AI is also described as a source, influence and “methodological cousin” by a worldwide network of practitioners of approaches to participatory leadership including Open Space, World Café, Deep Democracy, Theory U and The Art of Hosting.

Appreciative Inquiry focuses on identifying and building on strengths, aspirations and opportunities. It has been widely adopted in business, public service, education, the non-profit world, faith communities and even world affairs.

AI is “part of our daily work,” Peter says. “The focus is on strengths rather than on problems. The stories we tell lead us to where the energy in an organization or system is.” Published stories quickly become part of a virtuous cycle of larger conversation that is shaped by an organization’s gifts, dreams and possibilities — and can lead it “to a point of aspiration outside the system to which it can rally.”

David has been personally supportive of and connected to the work of Axiom News over a period of years, seeing the narrative work of Generative Journalism as a way facilitators, leaders and practitioners can maintain and build on the momentum created at events and gatherings.

In business, meanwhile, AI has had global impact. Some of the world’s most creative companies, including Apple and leaders in social responsibility such as Whole Foods Market, have made it part of their corporate culture. In October 2014, more than 600 executives and representatives of companies influenced by David’s work, as well as NGOs, academics and students gathered at the Third Global Forum for Business as an Agent of World Benefit (BAWB), held at the Weatherhead School of Management at Case Western University, where David is professor of organizational behavior. The forum’s challenge and agenda was to “Imagine a world where companies prosper, people excel, and nature thrives.”

United Nations secretary general Kofi Annan gave Appreciative Inquiry one of its largest stages when an AI Summit of hundreds of CEOs, NGOs, political and labour leaders was held at the U.N. in 2004 — and one of its highest compliments when he said that “Without (AI), it would have been very difficult, perhaps even impossible, to constructively engage so many leaders of business, civil society and government.”

The Cooperrider Center at Champlain College was made possible by a $10 million gift from Bob and Christine Stiller, Champlain College states. Bob Stiller, the founder of Green Mountain Coffee Roasters, a socially responsible Vermont company that has become a multi-billion dollar business as Keurig Green Mountain, credits David and the AI approach as factors in his success.

The new centre’s purpose is “to educate leaders to be the best in the world at seeing the best for the world.” Its declared intent is that those who work and study there will “discover and design positive institutions — organizations and communities that elevate, magnify, and bring our highest human strengths.”

Related Links:

Axiom News has published the following two papers with David Cooperrider:

Background (from Case Western Reserve University)

David Cooperrider created the original Appreciative Inquiry theory with Suresh Srivastva, his early mentor. The two published their first article on the approach in 1987 in the journal Research in Organizational Change and Development. David also credits AI co-creators Ronald Fry, PhD, professor in organizational behaviour at Weatherhead School, Frank Barrett, a professor at the Naval Postgraduate School, and Godwin.

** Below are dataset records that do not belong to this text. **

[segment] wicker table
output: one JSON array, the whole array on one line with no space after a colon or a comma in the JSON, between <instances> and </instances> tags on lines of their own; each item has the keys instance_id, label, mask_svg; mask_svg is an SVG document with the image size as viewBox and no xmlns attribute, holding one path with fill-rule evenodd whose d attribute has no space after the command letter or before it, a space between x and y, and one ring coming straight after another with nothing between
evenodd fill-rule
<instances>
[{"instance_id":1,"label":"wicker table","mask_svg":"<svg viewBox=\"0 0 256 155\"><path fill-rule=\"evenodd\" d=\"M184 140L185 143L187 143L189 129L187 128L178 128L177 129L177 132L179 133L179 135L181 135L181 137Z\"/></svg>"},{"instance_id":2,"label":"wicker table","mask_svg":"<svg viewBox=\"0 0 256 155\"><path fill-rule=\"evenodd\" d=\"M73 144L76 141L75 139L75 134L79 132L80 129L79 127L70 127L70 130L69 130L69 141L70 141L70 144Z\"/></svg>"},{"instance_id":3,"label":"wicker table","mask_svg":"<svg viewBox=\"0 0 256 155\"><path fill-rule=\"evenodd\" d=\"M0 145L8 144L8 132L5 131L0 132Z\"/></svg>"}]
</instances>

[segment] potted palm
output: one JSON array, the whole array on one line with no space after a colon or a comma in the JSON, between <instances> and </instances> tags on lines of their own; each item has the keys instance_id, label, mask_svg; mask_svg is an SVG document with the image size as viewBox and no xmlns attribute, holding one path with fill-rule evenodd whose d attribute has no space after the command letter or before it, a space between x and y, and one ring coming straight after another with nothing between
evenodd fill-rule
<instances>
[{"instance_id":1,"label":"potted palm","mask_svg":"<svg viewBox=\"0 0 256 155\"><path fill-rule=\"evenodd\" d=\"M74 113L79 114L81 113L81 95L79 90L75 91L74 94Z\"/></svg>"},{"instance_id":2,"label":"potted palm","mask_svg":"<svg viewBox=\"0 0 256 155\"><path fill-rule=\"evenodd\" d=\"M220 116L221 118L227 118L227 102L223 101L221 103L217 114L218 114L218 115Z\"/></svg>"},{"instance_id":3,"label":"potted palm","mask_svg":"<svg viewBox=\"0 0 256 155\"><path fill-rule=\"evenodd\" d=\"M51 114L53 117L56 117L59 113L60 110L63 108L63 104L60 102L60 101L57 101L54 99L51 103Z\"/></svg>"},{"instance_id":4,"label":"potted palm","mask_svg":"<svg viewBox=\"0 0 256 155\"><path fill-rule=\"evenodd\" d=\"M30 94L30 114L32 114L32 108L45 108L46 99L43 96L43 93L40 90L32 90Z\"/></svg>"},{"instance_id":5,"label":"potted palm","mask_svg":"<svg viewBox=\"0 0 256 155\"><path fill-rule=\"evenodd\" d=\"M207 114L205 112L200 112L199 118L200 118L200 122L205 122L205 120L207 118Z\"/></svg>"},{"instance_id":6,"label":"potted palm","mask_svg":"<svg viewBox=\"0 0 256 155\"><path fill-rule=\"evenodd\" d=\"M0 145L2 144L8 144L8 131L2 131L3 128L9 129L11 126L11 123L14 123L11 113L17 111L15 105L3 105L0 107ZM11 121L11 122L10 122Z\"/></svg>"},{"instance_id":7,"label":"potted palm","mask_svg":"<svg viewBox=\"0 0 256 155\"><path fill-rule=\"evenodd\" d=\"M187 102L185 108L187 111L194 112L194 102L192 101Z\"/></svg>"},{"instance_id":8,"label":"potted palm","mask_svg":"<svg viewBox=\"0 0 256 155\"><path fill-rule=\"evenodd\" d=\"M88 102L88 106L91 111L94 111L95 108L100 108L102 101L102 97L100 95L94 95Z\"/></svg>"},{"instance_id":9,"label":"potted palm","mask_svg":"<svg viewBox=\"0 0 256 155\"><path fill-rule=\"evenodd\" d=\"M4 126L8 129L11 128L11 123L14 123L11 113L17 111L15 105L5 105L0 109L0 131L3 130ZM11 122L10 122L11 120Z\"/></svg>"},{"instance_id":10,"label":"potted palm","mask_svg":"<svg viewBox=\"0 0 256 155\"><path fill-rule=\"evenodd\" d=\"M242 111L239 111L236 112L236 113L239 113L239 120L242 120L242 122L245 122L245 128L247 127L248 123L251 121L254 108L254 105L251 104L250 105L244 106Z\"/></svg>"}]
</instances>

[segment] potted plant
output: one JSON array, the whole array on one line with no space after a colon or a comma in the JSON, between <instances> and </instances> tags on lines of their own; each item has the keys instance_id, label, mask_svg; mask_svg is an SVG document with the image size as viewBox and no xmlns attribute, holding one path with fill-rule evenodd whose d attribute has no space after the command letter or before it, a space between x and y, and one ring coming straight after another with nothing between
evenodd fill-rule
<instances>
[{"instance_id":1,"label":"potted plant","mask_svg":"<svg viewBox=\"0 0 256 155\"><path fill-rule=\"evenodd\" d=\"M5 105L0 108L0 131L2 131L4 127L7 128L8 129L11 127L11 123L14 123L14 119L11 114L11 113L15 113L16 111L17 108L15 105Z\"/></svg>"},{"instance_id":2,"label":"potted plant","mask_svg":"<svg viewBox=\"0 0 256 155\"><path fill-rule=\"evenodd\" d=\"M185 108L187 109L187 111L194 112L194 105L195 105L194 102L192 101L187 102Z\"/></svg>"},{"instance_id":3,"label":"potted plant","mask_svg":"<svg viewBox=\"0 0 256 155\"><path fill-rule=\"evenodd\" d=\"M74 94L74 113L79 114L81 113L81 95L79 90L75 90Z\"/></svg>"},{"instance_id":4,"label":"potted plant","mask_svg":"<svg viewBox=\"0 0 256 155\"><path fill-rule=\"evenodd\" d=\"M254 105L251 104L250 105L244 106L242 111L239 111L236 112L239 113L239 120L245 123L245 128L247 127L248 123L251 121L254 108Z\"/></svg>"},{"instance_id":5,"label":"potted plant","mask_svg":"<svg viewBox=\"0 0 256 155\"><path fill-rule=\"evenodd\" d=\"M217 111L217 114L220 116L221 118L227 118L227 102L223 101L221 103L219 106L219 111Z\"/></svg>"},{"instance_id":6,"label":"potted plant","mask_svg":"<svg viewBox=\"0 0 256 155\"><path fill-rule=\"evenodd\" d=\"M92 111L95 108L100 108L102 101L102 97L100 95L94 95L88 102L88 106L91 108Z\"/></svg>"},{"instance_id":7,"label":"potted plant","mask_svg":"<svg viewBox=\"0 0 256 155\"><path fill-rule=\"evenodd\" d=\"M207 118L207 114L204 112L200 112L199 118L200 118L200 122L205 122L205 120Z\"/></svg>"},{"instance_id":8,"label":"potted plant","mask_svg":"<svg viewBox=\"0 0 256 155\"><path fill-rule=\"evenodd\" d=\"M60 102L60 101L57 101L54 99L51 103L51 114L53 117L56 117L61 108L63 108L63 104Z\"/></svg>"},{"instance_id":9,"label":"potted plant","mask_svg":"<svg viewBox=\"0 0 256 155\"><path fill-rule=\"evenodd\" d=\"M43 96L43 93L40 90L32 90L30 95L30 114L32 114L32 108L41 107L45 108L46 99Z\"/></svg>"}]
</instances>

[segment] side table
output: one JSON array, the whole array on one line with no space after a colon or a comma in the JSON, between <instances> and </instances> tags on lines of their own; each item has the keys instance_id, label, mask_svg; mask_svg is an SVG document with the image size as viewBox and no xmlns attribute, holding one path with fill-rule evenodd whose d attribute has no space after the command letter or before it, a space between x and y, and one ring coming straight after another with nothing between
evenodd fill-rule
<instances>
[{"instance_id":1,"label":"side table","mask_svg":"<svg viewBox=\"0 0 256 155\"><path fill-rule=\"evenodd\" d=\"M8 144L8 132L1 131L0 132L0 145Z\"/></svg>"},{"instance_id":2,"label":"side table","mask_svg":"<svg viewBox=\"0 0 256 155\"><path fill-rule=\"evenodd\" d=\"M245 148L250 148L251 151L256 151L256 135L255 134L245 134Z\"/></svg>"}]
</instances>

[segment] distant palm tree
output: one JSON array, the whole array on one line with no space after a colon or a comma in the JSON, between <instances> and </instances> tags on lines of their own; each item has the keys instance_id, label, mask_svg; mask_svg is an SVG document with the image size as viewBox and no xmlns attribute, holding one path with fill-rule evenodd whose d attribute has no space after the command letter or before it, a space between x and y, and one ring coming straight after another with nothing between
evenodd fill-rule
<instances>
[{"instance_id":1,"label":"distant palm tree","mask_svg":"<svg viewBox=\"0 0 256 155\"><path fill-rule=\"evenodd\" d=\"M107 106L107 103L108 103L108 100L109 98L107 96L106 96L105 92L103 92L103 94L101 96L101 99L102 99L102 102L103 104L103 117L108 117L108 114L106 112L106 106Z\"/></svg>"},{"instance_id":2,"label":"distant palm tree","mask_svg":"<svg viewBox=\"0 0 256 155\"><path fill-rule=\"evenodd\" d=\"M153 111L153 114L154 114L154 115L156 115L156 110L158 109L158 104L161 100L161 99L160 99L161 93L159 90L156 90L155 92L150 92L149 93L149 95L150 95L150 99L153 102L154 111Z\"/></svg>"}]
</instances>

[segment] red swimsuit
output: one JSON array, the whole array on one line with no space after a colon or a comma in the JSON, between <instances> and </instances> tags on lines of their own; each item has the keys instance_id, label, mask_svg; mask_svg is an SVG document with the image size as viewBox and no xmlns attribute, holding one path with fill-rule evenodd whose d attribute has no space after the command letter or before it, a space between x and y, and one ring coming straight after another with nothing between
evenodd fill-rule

David is an internationally known management scholar and executive consultant who has written more than 20 books and more than 100 articles and book chapters. He has received some of the organizational behaviour field’s highest honours. 

In 2012, he was named the Peter F. Drucker Distinguished Fellow for the Peter F. Drucker & Masatoshi Ito School of Management (part of Claremont Graduate University) for his contributions to management thought. In earlier years, he was awarded the Aspen Institute’s Business and Society honour for “pioneering impact” in the field; honoured for his “distinguished contribution to the field of workplace performance and learning” by the American Society for Training and Development; and was named Visionary of the Year by Training Magazine in 2000.